State stays four plain fields. Actions stay one-liners. uses undoable adds the history — and undo/redo/canUndo/canRedo/historySize/clearHistory appear as ordinary bindings you wire to buttons.


  • The reducer rewrite — you keep plain state; you don’t bundle fields into one object
  • past / present / future bookkeeping → a snapshot is taken at each action boundary, for you
  • “reset the redo stack on a new edit” (the bug everyone forgets) → built in
  • The history cap → built in (50 by default)
  • Multi-field restore + a re-render storm → React 19 batches the restore into one render

Same undo behaviour. None of the state surgery.

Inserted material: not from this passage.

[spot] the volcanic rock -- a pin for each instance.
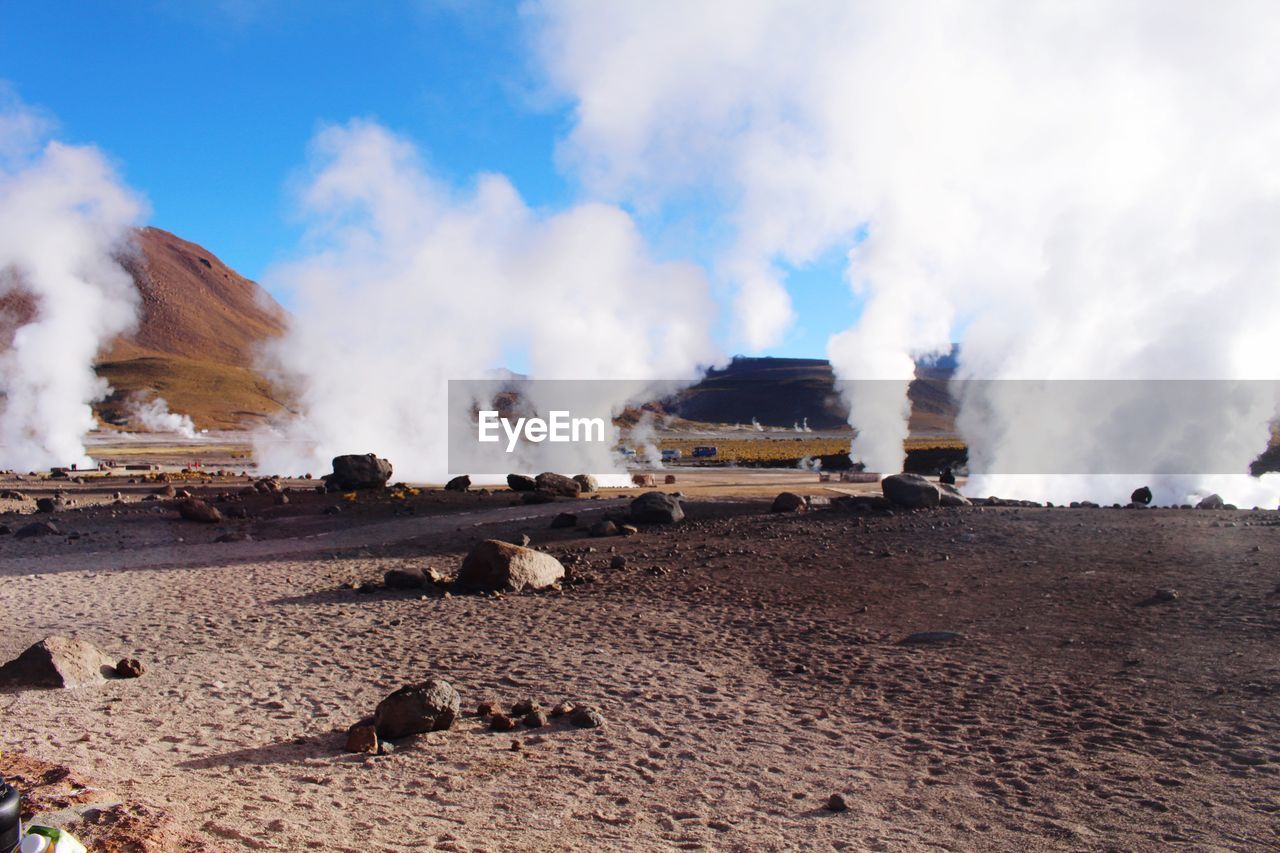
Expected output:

uses undoable is compiler-native. It compiles to a small useUndoHistory hook plus a snapshot taken before each state-writing action — ordinary React 19 (useState, useCallback, no useContext). It’s always-on, in-memory, and never leaves the app — it’s an editing feature, not telemetry.

You write the edits. The compiler writes the part that remembers them.